The fund, launched in May 2017, is dedicated to the commission and development of "innovative" English-language works from playwrights around the globe. Its aim is to enable the creation of one- and two-person audio plays in line with its brand values to "elevate listening experiences through powerful performances of brilliantly composed words".
Audible selected the first recipients of the grant in collaboration with an advisory board of theatre talents including Sir Tom Stoppard, Annette Bening, David Henry Hwang, Oskar Eustis, Lynn Nottage, Trip Cullman, Mimi O’Donnell and Leigh Silverman.
Among the first class of commissions is McNair, a playwright, director and performer based in Glasgow, whose 2017 Fringe First award-winning Letters to Morrissey is the third in a trilogy of darkly comic works drawing on "the joys and struggles of growing up in working class Scotland".
Fritz, also in the first group of grant recipients, is a playwright from London whose first full-length play, Four Minutes Twelves Seconds premiered at Hampstead Theatre in 2014 and was nominated for an Olivier Award for Outstanding Achievement in an Affiliate Theatre. Most recently, in 2017, his radio play Comment is Free won both the Imison and the Tinniswood Awards at the BBC Audio Drama Awards, marking the first time that a single writer has won both awards the same year.
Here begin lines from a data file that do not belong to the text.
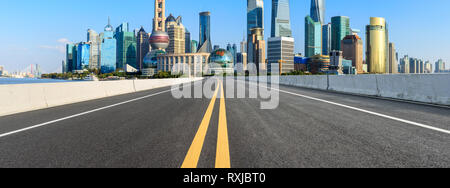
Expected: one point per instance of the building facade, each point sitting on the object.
(313, 37)
(340, 27)
(159, 19)
(205, 45)
(93, 38)
(126, 47)
(142, 47)
(377, 46)
(326, 38)
(352, 49)
(257, 52)
(318, 11)
(281, 24)
(108, 50)
(393, 65)
(192, 64)
(280, 50)
(177, 35)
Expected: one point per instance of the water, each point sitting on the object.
(6, 81)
In addition to financial support, Audible will provide the selected playwrights "creative and logistical resources" including the use of Audible’s workspace and access to its staff of experts it said it hoped would provide "a nurturing environment that inspires and encourages artistic expression with Audible listeners in mind". The fund will also support live and in-studio production of the newly created plays, with recordings of these productions to be made available for Audible listeners in 2018.
"We are delighted to welcome our first class of talented playwrights to the Audible aesthetic, and look forward to bringing their words in performance to theatregoers along with our millions of listeners," said Audible founder and c.e.o. Don Katz.
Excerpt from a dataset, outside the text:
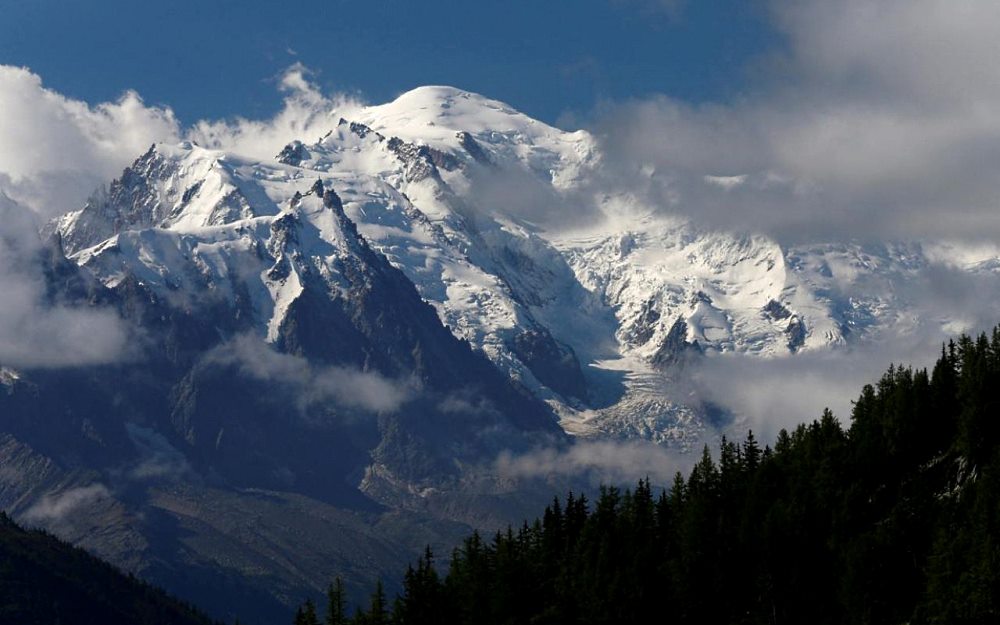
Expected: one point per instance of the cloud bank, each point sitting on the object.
(37, 332)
Theatre artistic director Kate Navin said: "What an incredibly impressive first class of exciting and diverse playwrights to receive commissions from Audible playwright fund. We look forward to developing and supporting the creation of these works and to bringing them to life both in audio and on stage. Offering these productions on Audible will bring these plays to millions of people as incomparable listening experiences."
In addition to McNair and Fritz, the full first class of commissions goes to: Aaron Mark, a Texas-born, New York-based artist; Aditi Brennan Kapil, a multi-disciplinary artist, of Bulgarian and Indian descent, who was raised in Sweden; New York-based playwright Antoinette Nwandu; Bridgette A Wimberly, a poet, playwright and librettist whose work has been produced Off-Broadway and across the US; Chisa Hutchinson, from Newark, New Jersey; writer, actor and musician David Rossmer; James Anthony Tyler, who this year was presented with the third annual Dramatists Guild of America's Horton Foote Playwriting Award; Lauren Gunderson, claimed to be "the most produced playwright in America in 2017; Japanese American playwright Leah Nanako Winkler; Madhuri Shekar, whose most recent play Queen was produced at Victory Gardens in Chicago; Nassim Soleimanpour, a multidisciplinary theatre maker from Tehran, currently based in Berlin; Paola Lazaro, a playwright and actor born and raised in San Juan, Puerto Rico; and Regina Taylor, the winner of four Washington, DC Helen Hayes awards.